The path was steep and winding, inaccessible by car. It led to the beach on the Pacific Ocean at Monterey Bay, near where my granddaughter went to summer camp. She wanted to show off the scenery to us.
I chose to stay at the car while the others in our group trudged down the rapidly descending path to the sea. I wanted to douse my memories of 8 years ago, when I was wondering if I’d make it up the sand dune at Lake Michigan where the family was vacationing right before the heart attack that almost ended my life.
For the last 8 years I’ve almost entirely avoided sand dunes and steep ascents from the water. The images they provoke in me are just too unsettling. Why look for anxiety when there’s enough in everyday existence to fill my cup to overflowing?

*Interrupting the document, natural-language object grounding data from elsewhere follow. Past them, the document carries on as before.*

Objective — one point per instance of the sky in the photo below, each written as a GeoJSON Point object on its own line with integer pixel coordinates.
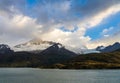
{"type": "Point", "coordinates": [77, 24]}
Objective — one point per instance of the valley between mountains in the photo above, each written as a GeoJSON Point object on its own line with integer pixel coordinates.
{"type": "Point", "coordinates": [47, 54]}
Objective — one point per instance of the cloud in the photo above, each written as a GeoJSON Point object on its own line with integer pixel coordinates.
{"type": "Point", "coordinates": [107, 32]}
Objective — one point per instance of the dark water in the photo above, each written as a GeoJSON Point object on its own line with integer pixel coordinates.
{"type": "Point", "coordinates": [30, 75]}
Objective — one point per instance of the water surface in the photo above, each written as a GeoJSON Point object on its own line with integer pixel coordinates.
{"type": "Point", "coordinates": [31, 75]}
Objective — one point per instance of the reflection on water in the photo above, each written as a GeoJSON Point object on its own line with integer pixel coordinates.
{"type": "Point", "coordinates": [31, 75]}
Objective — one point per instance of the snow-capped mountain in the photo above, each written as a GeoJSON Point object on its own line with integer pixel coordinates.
{"type": "Point", "coordinates": [34, 45]}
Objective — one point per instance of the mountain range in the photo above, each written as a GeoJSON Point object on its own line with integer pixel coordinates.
{"type": "Point", "coordinates": [109, 48]}
{"type": "Point", "coordinates": [48, 54]}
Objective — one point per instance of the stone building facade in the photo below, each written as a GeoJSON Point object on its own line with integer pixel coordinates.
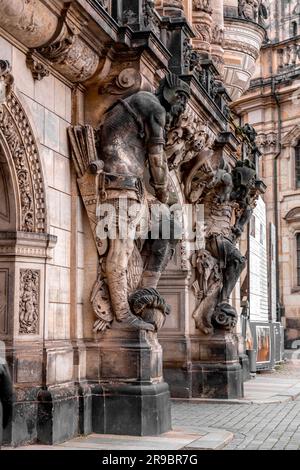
{"type": "Point", "coordinates": [65, 66]}
{"type": "Point", "coordinates": [272, 106]}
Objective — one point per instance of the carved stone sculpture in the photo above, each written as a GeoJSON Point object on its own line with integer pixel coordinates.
{"type": "Point", "coordinates": [230, 195]}
{"type": "Point", "coordinates": [17, 133]}
{"type": "Point", "coordinates": [130, 135]}
{"type": "Point", "coordinates": [29, 301]}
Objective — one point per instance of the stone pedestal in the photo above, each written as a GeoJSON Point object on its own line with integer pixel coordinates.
{"type": "Point", "coordinates": [217, 373]}
{"type": "Point", "coordinates": [131, 397]}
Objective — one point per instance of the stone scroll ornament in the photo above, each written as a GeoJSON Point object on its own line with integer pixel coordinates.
{"type": "Point", "coordinates": [110, 163]}
{"type": "Point", "coordinates": [29, 301]}
{"type": "Point", "coordinates": [229, 199]}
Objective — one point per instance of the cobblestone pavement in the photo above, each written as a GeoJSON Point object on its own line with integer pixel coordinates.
{"type": "Point", "coordinates": [255, 426]}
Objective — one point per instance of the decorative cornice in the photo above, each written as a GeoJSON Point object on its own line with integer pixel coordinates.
{"type": "Point", "coordinates": [242, 47]}
{"type": "Point", "coordinates": [37, 68]}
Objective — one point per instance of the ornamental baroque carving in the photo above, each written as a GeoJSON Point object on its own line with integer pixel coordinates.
{"type": "Point", "coordinates": [16, 132]}
{"type": "Point", "coordinates": [202, 5]}
{"type": "Point", "coordinates": [229, 200]}
{"type": "Point", "coordinates": [29, 301]}
{"type": "Point", "coordinates": [38, 70]}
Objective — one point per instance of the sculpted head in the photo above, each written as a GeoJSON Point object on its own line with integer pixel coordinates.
{"type": "Point", "coordinates": [173, 94]}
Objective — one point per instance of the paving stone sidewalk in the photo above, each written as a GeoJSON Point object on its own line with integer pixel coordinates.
{"type": "Point", "coordinates": [268, 418]}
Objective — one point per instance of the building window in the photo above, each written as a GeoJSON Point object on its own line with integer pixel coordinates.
{"type": "Point", "coordinates": [297, 165]}
{"type": "Point", "coordinates": [298, 258]}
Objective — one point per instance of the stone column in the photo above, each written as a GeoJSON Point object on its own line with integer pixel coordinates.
{"type": "Point", "coordinates": [217, 40]}
{"type": "Point", "coordinates": [202, 23]}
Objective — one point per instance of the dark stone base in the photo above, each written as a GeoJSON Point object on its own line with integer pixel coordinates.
{"type": "Point", "coordinates": [137, 410]}
{"type": "Point", "coordinates": [179, 380]}
{"type": "Point", "coordinates": [244, 362]}
{"type": "Point", "coordinates": [58, 415]}
{"type": "Point", "coordinates": [217, 380]}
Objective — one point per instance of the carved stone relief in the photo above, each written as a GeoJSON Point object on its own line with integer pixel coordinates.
{"type": "Point", "coordinates": [29, 301]}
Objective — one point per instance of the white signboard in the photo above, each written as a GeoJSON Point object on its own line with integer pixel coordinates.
{"type": "Point", "coordinates": [272, 263]}
{"type": "Point", "coordinates": [258, 265]}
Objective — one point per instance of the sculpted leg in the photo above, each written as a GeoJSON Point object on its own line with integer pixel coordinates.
{"type": "Point", "coordinates": [116, 272]}
{"type": "Point", "coordinates": [232, 273]}
{"type": "Point", "coordinates": [159, 254]}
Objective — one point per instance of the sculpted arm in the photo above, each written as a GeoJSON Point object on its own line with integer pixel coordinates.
{"type": "Point", "coordinates": [157, 159]}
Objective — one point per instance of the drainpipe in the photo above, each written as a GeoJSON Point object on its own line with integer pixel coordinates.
{"type": "Point", "coordinates": [279, 310]}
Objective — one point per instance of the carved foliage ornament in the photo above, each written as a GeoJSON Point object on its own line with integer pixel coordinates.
{"type": "Point", "coordinates": [70, 55]}
{"type": "Point", "coordinates": [16, 131]}
{"type": "Point", "coordinates": [29, 301]}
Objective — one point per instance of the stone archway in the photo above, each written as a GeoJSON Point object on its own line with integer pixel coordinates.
{"type": "Point", "coordinates": [24, 254]}
{"type": "Point", "coordinates": [19, 145]}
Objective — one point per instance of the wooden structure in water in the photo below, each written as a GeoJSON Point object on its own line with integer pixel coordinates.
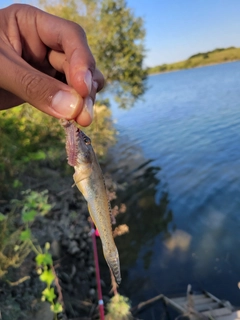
{"type": "Point", "coordinates": [203, 306]}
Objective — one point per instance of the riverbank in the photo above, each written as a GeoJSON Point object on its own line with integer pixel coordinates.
{"type": "Point", "coordinates": [217, 56]}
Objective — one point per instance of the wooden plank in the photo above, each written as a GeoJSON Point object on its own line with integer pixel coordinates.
{"type": "Point", "coordinates": [199, 296]}
{"type": "Point", "coordinates": [207, 306]}
{"type": "Point", "coordinates": [179, 299]}
{"type": "Point", "coordinates": [217, 312]}
{"type": "Point", "coordinates": [202, 301]}
{"type": "Point", "coordinates": [174, 304]}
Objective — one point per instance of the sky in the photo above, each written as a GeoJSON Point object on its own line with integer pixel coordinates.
{"type": "Point", "coordinates": [177, 29]}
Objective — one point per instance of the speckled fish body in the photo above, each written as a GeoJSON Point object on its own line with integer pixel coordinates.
{"type": "Point", "coordinates": [89, 179]}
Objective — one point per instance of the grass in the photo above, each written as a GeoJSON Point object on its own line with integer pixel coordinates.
{"type": "Point", "coordinates": [216, 56]}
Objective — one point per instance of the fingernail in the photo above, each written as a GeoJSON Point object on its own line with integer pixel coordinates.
{"type": "Point", "coordinates": [88, 107]}
{"type": "Point", "coordinates": [65, 103]}
{"type": "Point", "coordinates": [88, 80]}
{"type": "Point", "coordinates": [95, 84]}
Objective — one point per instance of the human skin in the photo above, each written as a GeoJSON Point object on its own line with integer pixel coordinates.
{"type": "Point", "coordinates": [37, 49]}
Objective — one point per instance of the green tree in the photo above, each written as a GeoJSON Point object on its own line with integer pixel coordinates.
{"type": "Point", "coordinates": [116, 38]}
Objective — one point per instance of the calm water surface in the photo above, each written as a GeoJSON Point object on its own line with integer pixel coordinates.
{"type": "Point", "coordinates": [178, 163]}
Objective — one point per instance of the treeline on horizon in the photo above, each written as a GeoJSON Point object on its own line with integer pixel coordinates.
{"type": "Point", "coordinates": [216, 56]}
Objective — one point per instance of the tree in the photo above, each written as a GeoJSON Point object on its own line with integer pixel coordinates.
{"type": "Point", "coordinates": [116, 38]}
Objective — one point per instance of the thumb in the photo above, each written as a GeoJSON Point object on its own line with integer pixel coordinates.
{"type": "Point", "coordinates": [42, 91]}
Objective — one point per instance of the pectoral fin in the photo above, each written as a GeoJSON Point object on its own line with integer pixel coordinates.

I thought I had buried the sand dune memory, turned it into a postcard photo after eight years, but I hadn’t. I don’t know if I can kill the scary images of the past. Maybe the best I can do is identify them and say to myself, “I know you, you annoy me, but you don’t spook me anymore.”
Eight years ago, as I struggled to climb the 150-foot sand dune at Union Pier, Michigan, the sweat poured from my forehead and armpits. It was as much from the fear and denial as the exertion. Was I going to make it to the street? Were they going to have to call an ambulance? And if I did make it up the dune, was I going to fake it like I had been all week on the trip, or let everybody know how scared I was?
I faked it.
Everybody else went out for lunch at the nearby burger joint, but I stayed in the car, trying to will away the pain in my left upper chest and dry the sweat on my brow.
I had forgotten that awful half hour waiting for the family to finish lunch, wallowing in fear in the Toyota, until just writing this. Maybe memories never really are buried.
Question: Have fear and denial almost killed you?